[pacman-dev] package loading scheme
Last commit on Dan's pkgname_check branch : http://code.toofishes.net/gitweb.cgi?p=pacman.git;a=commitdiff;h=b3d5764134b...
Partial cache cleaning was eliminated in a previous commit because it relied on package naming conventions. Re-add it the correct way- we actually open up each package in the cache and get a name and version out of it. If the name and version match that of an installed package, keep it. If the package is not installed or the version does not match the locally-installed version, get rid of it.
This can easily be modified if some other heuristic of keeping and removing packages is desired, or if we should clean out the cache dir of any files that are not packages, etc.
The biggest current problem with this new approach- speed. Here is one run on my local machine, going from 1643 to 729 packages in the cache (753 in the local DB): real 4m25.829s user 3m22.527s sys 0m6.713s
This is likely best addressed by the package loading scheme, which may be loading the entirety of each package archive, which is a waste when we only need the .PKGINFO file read.
That's a difference with frugalware I noticed earlier : http://www.archlinux.org/pipermail/pacman-dev/2007-June/008524.html Back then, I thought fw added this feature. But actually, it's the other way around, this feature was removed in arch, in this commit : http://projects.archlinux.org/git/?p=pacman.git;a=commit;h=b2da4b42344444dc2... And this was caused by this bug report : http://bugs.archlinux.org/task/5120 I actually have to ask the same as Aaron in one of his comment there : "Ok, after re-looking at this, I'm fairly confused. If a gzip file is corrupt, shouldn't the gunzipping algorithm/whatever KNOW that? How does it even begin to extract itself, if it's corrupt? I don't know compression algorithms that well, but I thought there was some sort of check for this?" I just started downloading a package with wget, cancelled it, then tried to install it with pacman, and : loading package data... error: error while reading package: Premature end of gzip compressed data: Input/output error I restored the old code that prevented reading the whole archive : 956 if(config && filelist && scriptcheck) { 957 /* we have everything we need */ 958 break; 959 } And after that, I got : loading package data... error: error while reading package: (Empty error message) So apparently, it still fails, which is good. However, it apparently doesn't fail at the same point, because of this Empty error message. So I didn't figure out yet where it failed exactly, and if it'll fail with all corrupted archives. At least, it doesn't work with any corrupted archives, which might be good enough for restoring that feature. The times showed by Dan are quite crazy :)
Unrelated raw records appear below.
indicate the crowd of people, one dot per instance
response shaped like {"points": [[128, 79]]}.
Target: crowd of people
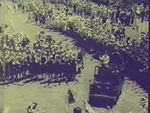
{"points": [[19, 59], [105, 25]]}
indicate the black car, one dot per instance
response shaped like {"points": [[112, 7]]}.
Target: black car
{"points": [[108, 82]]}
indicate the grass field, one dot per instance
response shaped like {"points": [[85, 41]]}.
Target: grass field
{"points": [[15, 98]]}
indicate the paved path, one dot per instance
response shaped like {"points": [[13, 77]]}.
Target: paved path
{"points": [[53, 99]]}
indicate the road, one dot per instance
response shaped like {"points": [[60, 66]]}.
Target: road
{"points": [[53, 98]]}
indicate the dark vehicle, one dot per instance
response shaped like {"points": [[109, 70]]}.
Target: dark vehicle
{"points": [[108, 82]]}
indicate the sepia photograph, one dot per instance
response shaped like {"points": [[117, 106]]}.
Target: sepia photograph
{"points": [[74, 56]]}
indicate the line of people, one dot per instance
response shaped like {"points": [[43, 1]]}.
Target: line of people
{"points": [[46, 58]]}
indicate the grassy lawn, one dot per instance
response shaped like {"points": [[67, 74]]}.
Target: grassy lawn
{"points": [[53, 98]]}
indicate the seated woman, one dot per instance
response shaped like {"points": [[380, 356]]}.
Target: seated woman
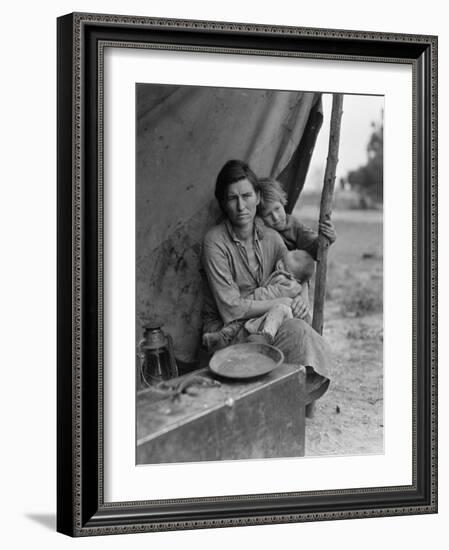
{"points": [[238, 256]]}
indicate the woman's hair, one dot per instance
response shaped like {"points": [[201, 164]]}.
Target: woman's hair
{"points": [[233, 171], [271, 191]]}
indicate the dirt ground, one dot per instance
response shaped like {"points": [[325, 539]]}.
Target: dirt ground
{"points": [[349, 417]]}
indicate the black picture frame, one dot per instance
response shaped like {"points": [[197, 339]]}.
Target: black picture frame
{"points": [[81, 510]]}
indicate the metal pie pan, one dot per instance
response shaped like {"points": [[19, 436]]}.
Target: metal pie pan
{"points": [[242, 361]]}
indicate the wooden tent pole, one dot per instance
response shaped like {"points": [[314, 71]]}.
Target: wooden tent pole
{"points": [[325, 214], [326, 210]]}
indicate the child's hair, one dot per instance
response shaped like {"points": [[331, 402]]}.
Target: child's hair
{"points": [[301, 265], [271, 191]]}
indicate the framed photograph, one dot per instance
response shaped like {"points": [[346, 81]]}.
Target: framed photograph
{"points": [[247, 278]]}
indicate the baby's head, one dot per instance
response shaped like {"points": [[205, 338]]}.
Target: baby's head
{"points": [[272, 202], [300, 264]]}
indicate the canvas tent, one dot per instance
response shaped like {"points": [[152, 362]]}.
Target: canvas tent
{"points": [[184, 135]]}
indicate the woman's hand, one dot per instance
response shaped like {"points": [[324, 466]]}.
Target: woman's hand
{"points": [[300, 308], [284, 301], [328, 230]]}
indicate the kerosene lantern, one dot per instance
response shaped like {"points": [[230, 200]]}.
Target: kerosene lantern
{"points": [[157, 358]]}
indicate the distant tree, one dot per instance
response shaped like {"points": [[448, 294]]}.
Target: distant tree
{"points": [[368, 179]]}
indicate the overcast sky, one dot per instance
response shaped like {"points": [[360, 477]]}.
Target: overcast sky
{"points": [[359, 111]]}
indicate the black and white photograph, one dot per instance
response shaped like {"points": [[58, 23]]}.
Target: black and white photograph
{"points": [[259, 273]]}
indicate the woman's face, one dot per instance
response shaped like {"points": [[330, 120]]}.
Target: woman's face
{"points": [[241, 202], [273, 214]]}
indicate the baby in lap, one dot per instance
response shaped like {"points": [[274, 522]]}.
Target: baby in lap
{"points": [[287, 281]]}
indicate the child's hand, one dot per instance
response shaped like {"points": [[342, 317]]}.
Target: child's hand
{"points": [[328, 230], [300, 308]]}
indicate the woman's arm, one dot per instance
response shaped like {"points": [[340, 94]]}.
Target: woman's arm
{"points": [[225, 290]]}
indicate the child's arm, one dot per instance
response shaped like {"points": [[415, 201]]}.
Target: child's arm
{"points": [[283, 288]]}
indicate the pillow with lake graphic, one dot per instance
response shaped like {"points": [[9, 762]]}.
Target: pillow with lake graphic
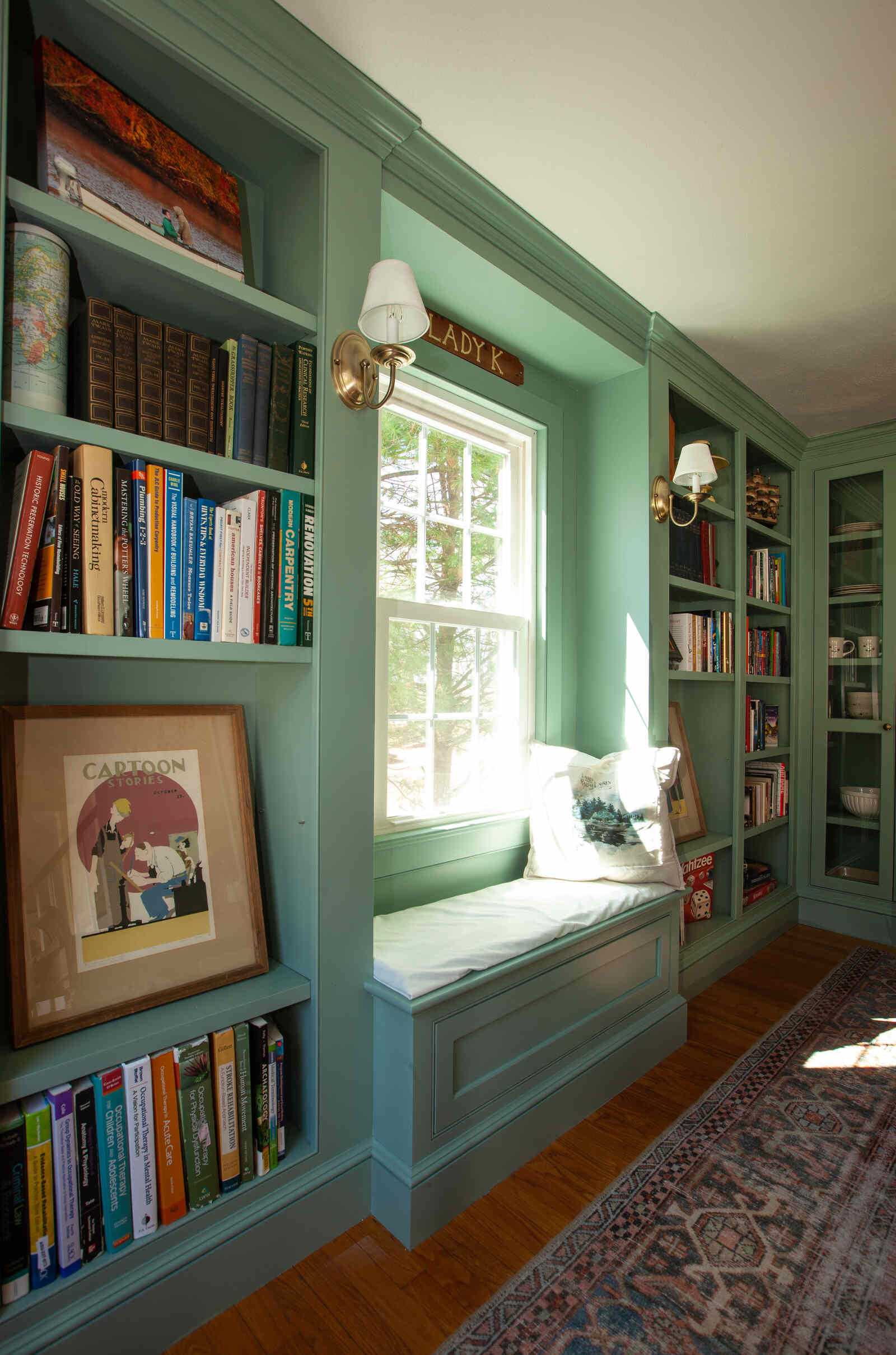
{"points": [[602, 817]]}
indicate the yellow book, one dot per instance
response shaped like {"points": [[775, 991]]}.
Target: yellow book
{"points": [[94, 467]]}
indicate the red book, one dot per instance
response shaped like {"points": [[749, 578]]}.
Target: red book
{"points": [[30, 493]]}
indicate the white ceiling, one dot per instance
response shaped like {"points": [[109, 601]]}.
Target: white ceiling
{"points": [[731, 166]]}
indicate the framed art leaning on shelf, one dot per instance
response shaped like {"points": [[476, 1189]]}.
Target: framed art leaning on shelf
{"points": [[130, 861]]}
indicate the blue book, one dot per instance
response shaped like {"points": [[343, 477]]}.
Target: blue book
{"points": [[174, 497], [114, 1178], [288, 609], [141, 564], [205, 568], [189, 570]]}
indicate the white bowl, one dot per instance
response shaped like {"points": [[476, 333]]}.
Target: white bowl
{"points": [[864, 801]]}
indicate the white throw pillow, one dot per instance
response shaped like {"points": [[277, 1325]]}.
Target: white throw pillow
{"points": [[602, 817]]}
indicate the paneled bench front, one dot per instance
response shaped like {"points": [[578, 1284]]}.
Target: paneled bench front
{"points": [[475, 1078]]}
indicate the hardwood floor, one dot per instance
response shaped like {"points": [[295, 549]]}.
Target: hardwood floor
{"points": [[365, 1293]]}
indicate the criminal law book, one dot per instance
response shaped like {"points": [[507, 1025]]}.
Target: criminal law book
{"points": [[111, 1144], [174, 551], [94, 465], [141, 1146], [260, 1095], [125, 373], [174, 385], [88, 1194], [198, 390], [304, 408], [279, 407], [244, 408], [150, 361], [172, 1197], [124, 553], [307, 571], [14, 1207], [288, 607], [262, 403], [226, 1107], [40, 1168], [195, 1106], [244, 1100], [91, 362], [30, 492], [68, 1224]]}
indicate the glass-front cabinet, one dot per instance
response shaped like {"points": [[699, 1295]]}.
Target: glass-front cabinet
{"points": [[855, 681]]}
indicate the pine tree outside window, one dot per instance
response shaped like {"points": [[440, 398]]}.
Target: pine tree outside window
{"points": [[455, 612]]}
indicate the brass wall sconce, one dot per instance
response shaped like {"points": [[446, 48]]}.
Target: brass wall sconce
{"points": [[698, 468], [392, 316]]}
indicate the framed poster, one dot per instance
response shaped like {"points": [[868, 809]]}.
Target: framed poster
{"points": [[130, 861], [685, 808]]}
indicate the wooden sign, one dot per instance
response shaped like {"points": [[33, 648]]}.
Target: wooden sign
{"points": [[482, 353]]}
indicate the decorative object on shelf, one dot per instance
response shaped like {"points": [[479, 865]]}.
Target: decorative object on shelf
{"points": [[101, 151], [763, 499], [862, 801], [36, 319], [392, 316], [130, 861], [685, 805], [698, 468]]}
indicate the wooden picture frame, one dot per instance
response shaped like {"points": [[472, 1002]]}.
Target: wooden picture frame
{"points": [[132, 869], [685, 805]]}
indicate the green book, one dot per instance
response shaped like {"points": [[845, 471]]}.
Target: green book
{"points": [[195, 1107]]}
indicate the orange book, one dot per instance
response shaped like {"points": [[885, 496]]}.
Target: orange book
{"points": [[172, 1197], [156, 551]]}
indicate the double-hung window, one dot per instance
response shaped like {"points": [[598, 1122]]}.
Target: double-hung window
{"points": [[455, 610]]}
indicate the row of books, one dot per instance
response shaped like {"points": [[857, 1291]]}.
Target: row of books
{"points": [[104, 549], [762, 725], [768, 576], [705, 641], [768, 652], [766, 793], [243, 399], [95, 1165], [692, 552]]}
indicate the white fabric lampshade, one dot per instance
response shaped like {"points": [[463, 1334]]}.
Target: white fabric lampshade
{"points": [[392, 311]]}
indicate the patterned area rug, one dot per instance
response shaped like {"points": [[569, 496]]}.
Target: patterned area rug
{"points": [[762, 1221]]}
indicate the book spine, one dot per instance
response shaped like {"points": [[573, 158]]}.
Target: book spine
{"points": [[288, 607], [125, 374], [150, 362], [141, 1149], [262, 403], [226, 1105], [124, 553], [304, 408], [198, 390], [95, 468], [68, 1224], [174, 385], [174, 502], [94, 362], [244, 414], [172, 1197], [88, 1195], [307, 572], [244, 1100], [279, 408], [29, 506]]}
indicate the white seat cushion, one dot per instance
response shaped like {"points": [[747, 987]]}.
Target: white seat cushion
{"points": [[421, 949]]}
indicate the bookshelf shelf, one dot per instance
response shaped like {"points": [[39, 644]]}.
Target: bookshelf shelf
{"points": [[141, 273], [25, 1071]]}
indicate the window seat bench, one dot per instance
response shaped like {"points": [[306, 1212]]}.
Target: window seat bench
{"points": [[501, 1019]]}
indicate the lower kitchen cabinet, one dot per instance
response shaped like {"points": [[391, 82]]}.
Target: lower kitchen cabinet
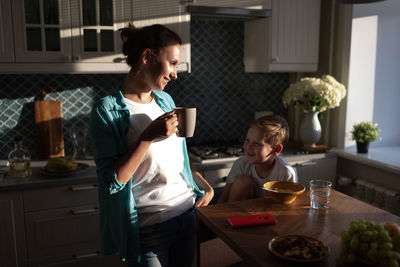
{"points": [[324, 169], [91, 258], [52, 226], [12, 230]]}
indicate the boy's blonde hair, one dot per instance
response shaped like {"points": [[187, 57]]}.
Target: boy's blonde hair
{"points": [[275, 129]]}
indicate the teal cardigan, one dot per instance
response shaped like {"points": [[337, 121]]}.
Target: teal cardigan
{"points": [[109, 123]]}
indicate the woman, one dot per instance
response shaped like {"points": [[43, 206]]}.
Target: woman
{"points": [[146, 188]]}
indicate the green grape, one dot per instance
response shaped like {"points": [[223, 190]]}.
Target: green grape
{"points": [[351, 257], [344, 246], [353, 228], [374, 245], [345, 235], [364, 247], [341, 260], [366, 236], [379, 227], [375, 234], [396, 243], [370, 224], [383, 253], [354, 243], [394, 255], [383, 236], [373, 255], [387, 246], [361, 227], [393, 263]]}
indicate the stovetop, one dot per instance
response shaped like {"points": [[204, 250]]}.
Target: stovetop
{"points": [[222, 153]]}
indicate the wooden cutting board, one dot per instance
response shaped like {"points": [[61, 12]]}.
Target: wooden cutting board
{"points": [[49, 130]]}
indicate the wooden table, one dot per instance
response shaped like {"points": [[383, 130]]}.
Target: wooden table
{"points": [[251, 243]]}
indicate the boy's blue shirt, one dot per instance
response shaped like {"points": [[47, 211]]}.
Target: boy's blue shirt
{"points": [[109, 123]]}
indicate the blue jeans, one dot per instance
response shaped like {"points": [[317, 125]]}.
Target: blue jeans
{"points": [[171, 243]]}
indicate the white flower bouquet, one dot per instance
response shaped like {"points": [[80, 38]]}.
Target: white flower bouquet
{"points": [[315, 94]]}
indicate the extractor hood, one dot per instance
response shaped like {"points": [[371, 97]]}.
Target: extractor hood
{"points": [[231, 13]]}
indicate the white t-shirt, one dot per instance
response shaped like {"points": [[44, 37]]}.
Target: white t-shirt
{"points": [[282, 171], [159, 190]]}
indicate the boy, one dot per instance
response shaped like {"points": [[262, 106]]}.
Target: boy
{"points": [[264, 142]]}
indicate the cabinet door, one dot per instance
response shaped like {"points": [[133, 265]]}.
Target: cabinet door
{"points": [[42, 30], [12, 231], [6, 39], [288, 41], [295, 35], [62, 231], [95, 25], [90, 258], [169, 13]]}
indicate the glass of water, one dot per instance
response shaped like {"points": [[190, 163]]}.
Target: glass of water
{"points": [[320, 191]]}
On 9/26/07, Xavier <shiningxc@gmail.com> wrote:
Last commit on Dan's pkgname_check branch : http://code.toofishes.net/gitweb.cgi?p=pacman.git;a=commitdiff;h=b3d5764134b...
Partial cache cleaning was eliminated in a previous commit because it relied on package naming conventions. Re-add it the correct way- we actually open up each package in the cache and get a name and version out of it. If the name and version match that of an installed package, keep it. If the package is not installed or the version does not match the locally-installed version, get rid of it.
This can easily be modified if some other heuristic of keeping and removing packages is desired, or if we should clean out the cache dir of any files that are not packages, etc.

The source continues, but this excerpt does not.